If could be argued that the French have a lot to answer for, take Plastic Bertrand for example, okay he was born in Brussels but he sang in French and that’s good enough for me. Ca Plane Pour Moi. Then there was the atrocities they committed, like so many European empire builders across South East Asia promoting the French way. But what they can be extremely proud of, is bringing the humble baguette to the area and in particular Cambodia and to be exact Phnom Penh and to be totally accurate the “La Safran Hotel”.

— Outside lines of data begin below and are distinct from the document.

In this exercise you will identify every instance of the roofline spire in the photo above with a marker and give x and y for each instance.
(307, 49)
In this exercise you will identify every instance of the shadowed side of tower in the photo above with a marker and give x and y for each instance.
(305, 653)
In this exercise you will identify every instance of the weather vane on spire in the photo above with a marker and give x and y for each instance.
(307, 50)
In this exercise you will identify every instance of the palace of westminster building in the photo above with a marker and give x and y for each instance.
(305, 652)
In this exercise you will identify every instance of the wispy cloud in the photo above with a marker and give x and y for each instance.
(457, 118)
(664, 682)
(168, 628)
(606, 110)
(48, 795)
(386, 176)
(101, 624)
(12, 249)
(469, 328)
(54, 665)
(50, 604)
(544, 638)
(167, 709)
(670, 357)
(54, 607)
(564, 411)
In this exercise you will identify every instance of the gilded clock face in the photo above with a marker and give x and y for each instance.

For its in that hotels lovely, peaceful garden restaurant in the balmy heat of a Phnom Penh evening that was being pushed around by an old colonial ceiling fan, that I dined on an enormous and well constructed Parisian Salade. Accompanied by two glass of chilled Sauvignon Blanc and a bread basket of perfect, warm, crisp, light French bread served with called salted butter on a clean white plate. In a word perfect.


Cambodia as country prides itself on the ability, first to catch, then cook and eventually eat every sort of bug you can think of. They go simply crazy for scorpions, spiders, big black beetle type things and of course crickets, which I can personally vouch for as being excellent with a chilled beer.


So how in amongst all this crazy, weird culinary activity do they managed to produce perfect French baguettes? English supermarkets can’t and they have spent a fortune trying, some of those supermarkets don’t forget are only 22 miles from France.